In recent years, attempts have been made to impose additional uses for IOL. The development of biosensing technology makes it possible for IOL to be used as a sensing device to detect special biomolecules or the environment in the eye (Yang et al., 2021). And some biosensing devices also involve material development. Shin et al. (2020) developed a fluorescent IOL (FIOL) based on diacrylamide-group-modified PEG diacrylamide (PEGDAAm) hydrogels. Specific peptide probes were attached to IOL to detect the concentration of MMP-9 in aqueous humor, which is a biomarker reflecting neurological diseases (Figure 6). Other sensors for monitoring intraocular pressure (Narasimhan et al., 2018) and glucose concentration (Yang et al., 2018) are also being developed, but they are not well integrated with intraocular lens materials.
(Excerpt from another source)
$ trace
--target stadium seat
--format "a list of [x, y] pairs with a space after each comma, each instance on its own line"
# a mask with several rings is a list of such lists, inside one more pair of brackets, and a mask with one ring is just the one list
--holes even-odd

We expect more research in related fields in the future.

FIGURE 6

In vivo monitoring of MMP-9 using FIOL. (A) Schematic illustration of the reaction mechanism of FIOL implanted inside the eye. (B) Representative photographs of the process of FIOL implantation during in vivo rabbit cataract surgery: (i) Loading of FIOL into the cartridge of the injector, (ii,iii) Insertion of FIOL into the posterior chamber of the eye and (iv) final implantation status of FIOL in the eye. (v) FIOL implanted in the eye maintained proper position without any adverse response, including immune reactions, over 7 weeks postoperatively. (C) (i) Schematic illustration of in vivo testing for MMP-9 sensing of FIOL inside the eye and (ii) representative photograph of intraocular MMP-9 injection after FIOL implantation. Slit-lamp photographs of FIOL inside the eye after (D) 2 days P.I. and (E) 43 days P.I., with (i) cobalt blue filtered light and (ii) green filtered images, respectively. Reprinted from Shin et al. (2020), with the permission of Elsevier.

Conclusion

The commonly used materials for commercialized IOL today are silicon, hydrophilic and hydrophobic acrylates. Liquid and shape-memory materials have been developed to insert through smaller surgical incisions, and even if an intact capsular bag can be maintained, the ability to accommodate is preserved. Light-reactive molecules are used to make IOL that can adjust the refractive power. Usually, surface modification of polymer materials is considered to improve biocompatibility, involving LPL, plasma, grafting, coating, and other methods. A variety of molecules are modified to the surface of the IOL material to complement specific effects by changing the properties of the surface. Carrying drugs on the surface of the IOL prevents postoperative complications, such as intraocular infections and PCO, which is also an indicator of capsular biocompatibility.